DPI refers to government-backed digital systems and platforms designed to provide citizens with secure, accessible, and efficient services. These systems include national digital IDs, e-government portals, digital payment platforms, and health and social service databases.
Across Africa, countries are making significant strides in implementing DPI, though progress varies widely. Ghana’s national ID system, the Ghana Card, has been linked to banking, mobile verification, and social services, while Rwanda has achieved over 90 percent coverage of adults with digital IDs integrated into multiple government services.
Kenya’s Maisha Namba program seeks to consolidate several identity databases into a single, unified platform. Despite these advances, many initiatives remain fragmented or confined to pilot projects, limiting their ability to deliver services nationwide.
Prof. Das stressed that for DPI to deliver real public value, it must be open-source, secure, respect national and data sovereignty, and be designed to evolve with changing policies, technologies, and citizen needs.

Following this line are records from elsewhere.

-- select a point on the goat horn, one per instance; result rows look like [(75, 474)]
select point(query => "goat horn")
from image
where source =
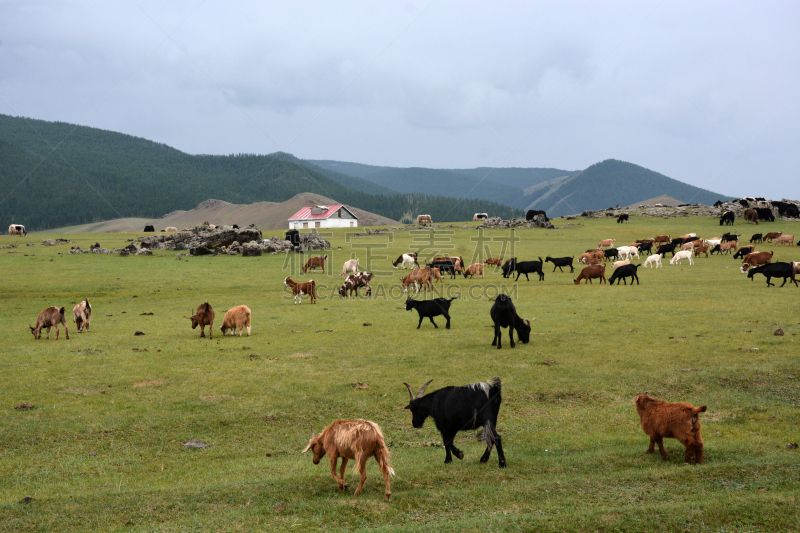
[(410, 394), (421, 391)]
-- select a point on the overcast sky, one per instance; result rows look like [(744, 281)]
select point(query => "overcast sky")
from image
[(704, 92)]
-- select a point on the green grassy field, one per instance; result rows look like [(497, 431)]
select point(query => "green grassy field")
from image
[(102, 450)]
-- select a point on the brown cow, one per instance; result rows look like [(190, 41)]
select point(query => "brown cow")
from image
[(237, 317), (82, 315), (751, 215), (52, 316), (418, 276), (315, 262), (592, 272), (671, 420), (352, 439), (473, 270), (701, 250), (756, 259), (204, 317), (299, 289)]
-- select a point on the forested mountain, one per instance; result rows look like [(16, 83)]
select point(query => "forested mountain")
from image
[(610, 183), (56, 174)]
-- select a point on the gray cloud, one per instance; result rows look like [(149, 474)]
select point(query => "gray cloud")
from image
[(704, 92)]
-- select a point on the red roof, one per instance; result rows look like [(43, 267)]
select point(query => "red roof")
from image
[(305, 213)]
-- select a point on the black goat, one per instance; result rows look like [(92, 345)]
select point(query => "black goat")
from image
[(559, 262), (625, 271), (666, 248), (430, 309), (774, 270), (727, 218), (455, 409), (504, 315)]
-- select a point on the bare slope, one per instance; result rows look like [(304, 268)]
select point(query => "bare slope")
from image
[(265, 215)]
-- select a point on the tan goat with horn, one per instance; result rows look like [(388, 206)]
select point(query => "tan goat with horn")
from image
[(352, 439)]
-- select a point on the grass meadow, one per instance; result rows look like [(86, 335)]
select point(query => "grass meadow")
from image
[(102, 449)]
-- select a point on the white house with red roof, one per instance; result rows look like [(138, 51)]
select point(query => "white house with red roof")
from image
[(323, 216)]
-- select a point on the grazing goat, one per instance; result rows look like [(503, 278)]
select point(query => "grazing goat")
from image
[(680, 256), (299, 289), (559, 262), (204, 317), (431, 308), (82, 314), (771, 270), (751, 215), (314, 262), (627, 271), (744, 250), (671, 420), (654, 261), (352, 439), (591, 272), (701, 250), (349, 267), (52, 316), (504, 315), (455, 409), (406, 259), (236, 318), (473, 270)]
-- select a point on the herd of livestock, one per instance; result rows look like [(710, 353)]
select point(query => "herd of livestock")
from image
[(476, 406)]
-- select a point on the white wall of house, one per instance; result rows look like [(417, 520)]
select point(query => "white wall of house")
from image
[(325, 223)]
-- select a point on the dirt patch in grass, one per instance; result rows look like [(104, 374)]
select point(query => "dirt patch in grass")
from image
[(153, 383)]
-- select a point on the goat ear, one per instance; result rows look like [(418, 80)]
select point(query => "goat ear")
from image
[(421, 391)]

“DPI is not regular software development. When embraced, it becomes part of the relationship between citizens and the state. That means it must be based on evidence, transparency, accountability and continuous learning.”

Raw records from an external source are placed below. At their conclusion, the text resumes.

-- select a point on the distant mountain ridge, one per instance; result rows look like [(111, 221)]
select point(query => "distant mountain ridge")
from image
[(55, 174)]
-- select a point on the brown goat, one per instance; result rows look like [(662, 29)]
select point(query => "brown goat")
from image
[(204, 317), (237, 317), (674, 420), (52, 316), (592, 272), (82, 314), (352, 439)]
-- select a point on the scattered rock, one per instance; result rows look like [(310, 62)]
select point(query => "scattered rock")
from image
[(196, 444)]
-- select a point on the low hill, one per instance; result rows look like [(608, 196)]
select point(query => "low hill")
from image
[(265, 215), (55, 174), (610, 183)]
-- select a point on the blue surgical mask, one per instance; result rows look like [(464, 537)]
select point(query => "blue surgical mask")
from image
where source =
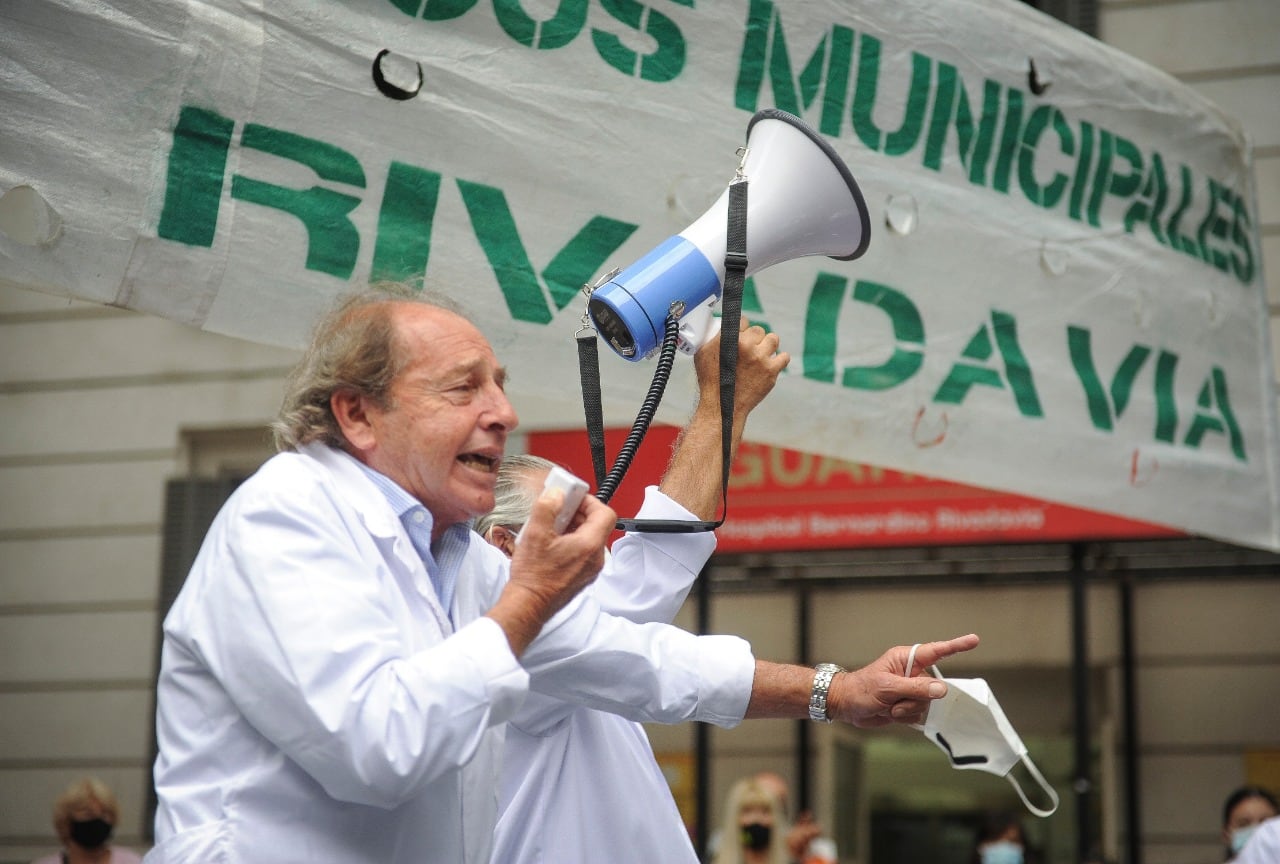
[(1239, 837), (1001, 853)]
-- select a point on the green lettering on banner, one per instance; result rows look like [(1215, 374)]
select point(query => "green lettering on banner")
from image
[(1215, 415), (556, 32), (496, 229), (405, 223), (764, 46), (1101, 164), (333, 241), (193, 187), (951, 109), (1214, 225), (1150, 202), (434, 9), (1016, 371), (1102, 411), (822, 319), (1046, 196), (908, 328), (663, 64), (1166, 402), (867, 91), (821, 316)]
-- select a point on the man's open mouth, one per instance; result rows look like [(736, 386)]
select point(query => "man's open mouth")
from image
[(480, 462)]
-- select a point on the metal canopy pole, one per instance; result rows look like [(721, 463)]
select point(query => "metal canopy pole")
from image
[(1082, 785), (1129, 682), (804, 649)]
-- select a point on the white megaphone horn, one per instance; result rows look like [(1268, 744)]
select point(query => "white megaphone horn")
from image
[(803, 201)]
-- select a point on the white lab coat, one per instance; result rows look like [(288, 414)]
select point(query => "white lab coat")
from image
[(316, 705), (581, 786)]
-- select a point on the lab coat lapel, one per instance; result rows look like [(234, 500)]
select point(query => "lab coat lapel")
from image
[(383, 526)]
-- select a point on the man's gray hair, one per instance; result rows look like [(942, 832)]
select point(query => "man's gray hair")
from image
[(513, 496), (353, 347)]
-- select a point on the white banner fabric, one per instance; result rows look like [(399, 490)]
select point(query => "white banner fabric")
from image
[(1063, 295)]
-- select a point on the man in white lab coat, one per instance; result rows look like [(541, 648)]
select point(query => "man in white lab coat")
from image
[(339, 666), (581, 785)]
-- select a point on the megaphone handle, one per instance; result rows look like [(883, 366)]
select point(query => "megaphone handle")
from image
[(731, 315), (593, 406)]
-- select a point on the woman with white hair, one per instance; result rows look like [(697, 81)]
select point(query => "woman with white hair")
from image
[(754, 828), (85, 816)]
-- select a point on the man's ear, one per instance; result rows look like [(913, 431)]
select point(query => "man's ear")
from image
[(350, 408), (503, 538)]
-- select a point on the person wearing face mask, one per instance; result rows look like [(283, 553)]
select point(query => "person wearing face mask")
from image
[(1244, 810), (754, 828), (1000, 840), (85, 816), (1262, 846)]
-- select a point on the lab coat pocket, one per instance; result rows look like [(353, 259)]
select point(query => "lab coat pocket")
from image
[(206, 844)]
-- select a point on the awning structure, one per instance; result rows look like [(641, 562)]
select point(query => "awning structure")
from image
[(1063, 295)]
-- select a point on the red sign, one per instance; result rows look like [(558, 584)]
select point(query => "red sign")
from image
[(785, 499)]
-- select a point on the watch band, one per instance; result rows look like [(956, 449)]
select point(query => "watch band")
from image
[(822, 676)]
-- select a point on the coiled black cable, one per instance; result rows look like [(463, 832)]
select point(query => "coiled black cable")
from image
[(661, 375)]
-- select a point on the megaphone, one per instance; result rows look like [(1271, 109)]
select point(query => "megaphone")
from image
[(803, 201)]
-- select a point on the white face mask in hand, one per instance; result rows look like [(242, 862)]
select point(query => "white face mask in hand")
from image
[(969, 726)]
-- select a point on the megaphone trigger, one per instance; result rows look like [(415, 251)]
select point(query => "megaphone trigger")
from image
[(698, 328)]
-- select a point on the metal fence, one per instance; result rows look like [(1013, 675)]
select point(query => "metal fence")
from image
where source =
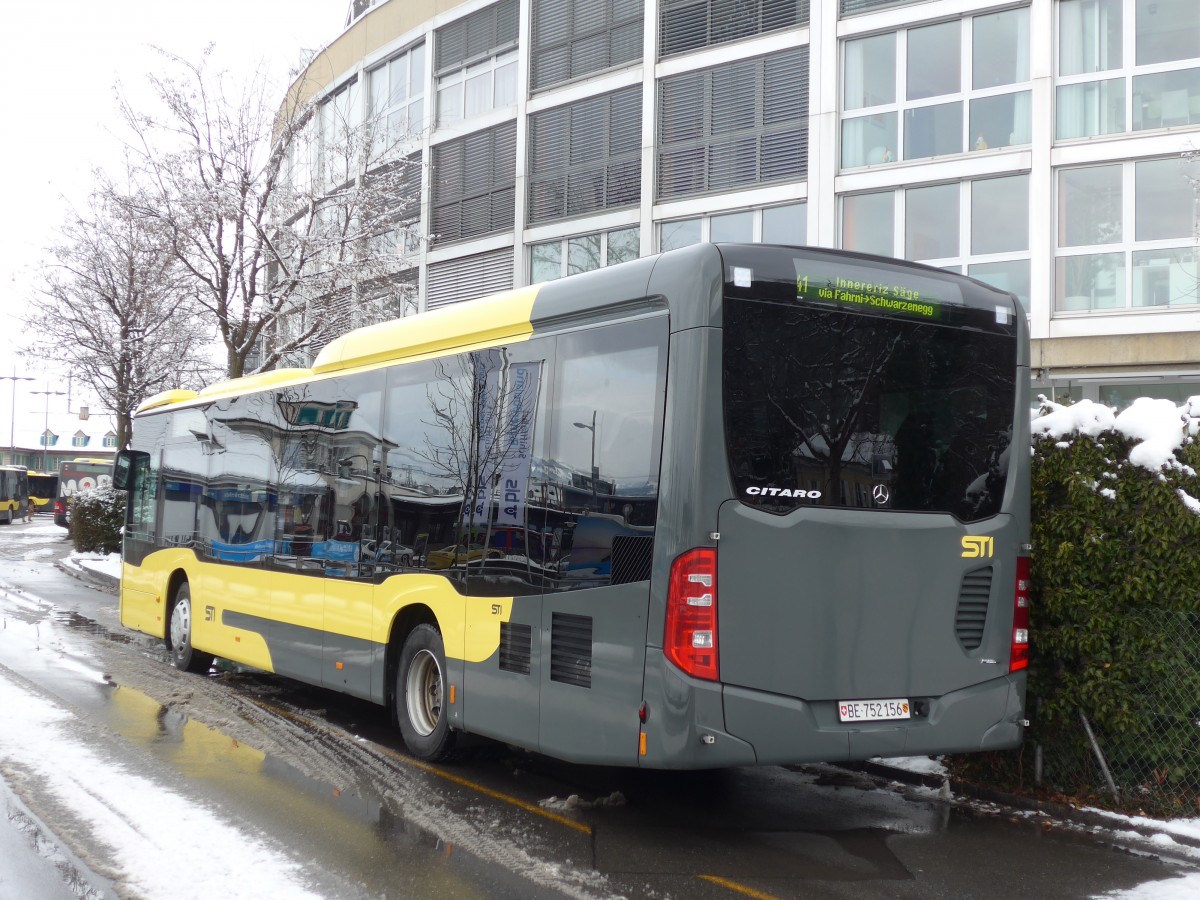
[(1147, 757)]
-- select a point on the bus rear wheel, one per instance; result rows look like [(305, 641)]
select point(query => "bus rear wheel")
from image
[(420, 696), (179, 635)]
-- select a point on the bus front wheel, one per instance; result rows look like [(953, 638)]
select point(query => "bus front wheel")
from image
[(420, 695), (179, 635)]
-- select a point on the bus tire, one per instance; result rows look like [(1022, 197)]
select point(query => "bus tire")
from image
[(179, 635), (420, 696)]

According to him, six principles should guide next-generation DPI development: open-source technology, respect for national and data sovereignty, neutrality in partnerships, reusability of systems, commitment to national-scale deployment and the ability to evolve as policies, technologies and citizens’ needs change.
Additionally, he added that building successful national digital systems requires three elements working together: strong technology platforms and standards, governance structures that ensure accountability, and institutional and user capacity to adopt the systems. Without all three, pilot programs risk failing to scale.
“Data creates power. Countries must retain control over the data generated through digital systems. This is why sovereignty considerations are central to MOSIP’s approach when working with governments,” he added.
The Modular Open Source Identity Platform (MOSIP) a IIIT-Bangalore project, offers countries modular and open-source technology to build and own their national identity systems. The project aims to provide governments with the tools for meaningful digital transformation, established on a bedrock of good principles and human-centric design.
Speaking at the same event, Abdelhak Harrak, Director of Information Systems and Telecommunications, Ministry of the Interior, Kingdom of Morocco said that the success of a digital identification system does not rely solely on technical solutions, however advanced they may be, it also depends on strong governance and the sustained mobilization of teams responsible for rigorously managing complex transformations involving numerous field actors. It is this synergy that ensures both the security and the sustainability of a national identification system.
“Technology alone cannot drive change; it is the alignment of people, processes, and purpose that turns innovation into lasting impact,” said Harrak.
He also highlighted the role of private-sector and civil-society partners in building sustainable digital ecosystems. He described them as “essential” rather than peripheral, noting that innovation often comes from organizations that build localized solutions on top of open platforms.